Angriff auf Tanzhaus-Veranstaltung. Neonazis sind vorbestraft

Der Bund. Rechtsextreme protestierten gegen eine Vorlesestunde für Kinder über Geschlechteridentitäten. Den Mitgliedern der Gruppe drohen nun unbedingte Strafen.

Die Bilder waren unheimlich. Mitten während der «Drag Story Time», einer Vorlesestunde für Kinder zwischen drei und zehn Jahren zum Thema Geschlechteridentitäten, standen Leute im Publikum auf, gingen auf die Bühne und versuchten ein Transparent zu entrollen. Gleichzeitig blockierte eine Gruppe von etwa neun Personen den Weg vor dem Zürcher Tanzhaus, in dem die Veranstaltung stattfand. Sie waren maskiert, zündeten Rauchfackeln und schrien Parolen mit einem Megafon. 

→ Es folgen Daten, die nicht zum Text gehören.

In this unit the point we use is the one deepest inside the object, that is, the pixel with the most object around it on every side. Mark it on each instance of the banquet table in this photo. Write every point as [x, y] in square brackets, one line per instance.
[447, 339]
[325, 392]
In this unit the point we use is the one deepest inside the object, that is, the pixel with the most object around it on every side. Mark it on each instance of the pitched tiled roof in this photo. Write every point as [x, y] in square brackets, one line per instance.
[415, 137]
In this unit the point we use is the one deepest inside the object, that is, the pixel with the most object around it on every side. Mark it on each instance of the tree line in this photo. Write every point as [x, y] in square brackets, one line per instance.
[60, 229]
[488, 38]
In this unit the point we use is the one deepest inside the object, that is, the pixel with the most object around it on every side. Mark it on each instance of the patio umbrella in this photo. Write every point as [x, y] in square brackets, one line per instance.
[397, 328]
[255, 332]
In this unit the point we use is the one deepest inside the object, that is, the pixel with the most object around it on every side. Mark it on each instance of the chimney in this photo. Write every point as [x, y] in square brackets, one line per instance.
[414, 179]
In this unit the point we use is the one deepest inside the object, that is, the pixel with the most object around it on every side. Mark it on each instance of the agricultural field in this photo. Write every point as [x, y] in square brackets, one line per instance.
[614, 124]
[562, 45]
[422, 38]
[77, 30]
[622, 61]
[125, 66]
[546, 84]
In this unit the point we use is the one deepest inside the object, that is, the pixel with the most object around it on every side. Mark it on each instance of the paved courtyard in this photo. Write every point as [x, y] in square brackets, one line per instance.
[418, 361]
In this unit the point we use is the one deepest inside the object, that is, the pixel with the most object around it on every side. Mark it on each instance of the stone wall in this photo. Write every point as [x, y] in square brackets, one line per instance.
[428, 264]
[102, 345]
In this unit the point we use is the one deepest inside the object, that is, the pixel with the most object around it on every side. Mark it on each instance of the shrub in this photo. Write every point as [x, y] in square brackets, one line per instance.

«Familie statt Gender-Ideologie», stand auf dem Transparent, das sie draussen entrollten. «Unsere Gäste wurden massiv gestört und erschreckt», hält das Tanzhaus in einer Stellungnahme fest. Nach dem Schock riefen sie die Polizei – zu spät. Als diese eintraf, war von den Angreifern niemand mehr vor Ort, wie es bei der Stadtpolizei Zürich heisst. Die Verantwortlichen des Tanzhauses reichten Strafanzeige ein.

Mitglieder der Gruppe sind polizeibekannt

Es dürfte nicht schwer sein, die Täter ausfindig zu machen. Die rechtsextremistische Gruppe Junge Tat, die sich zum Angriff bekannte, fiel in den vergangenen Monaten mehrfach durch ihre Aktionen auf. Die meisten Mitglieder der Gruppe sind polizeibekannt, einige sogar vorbestraft. 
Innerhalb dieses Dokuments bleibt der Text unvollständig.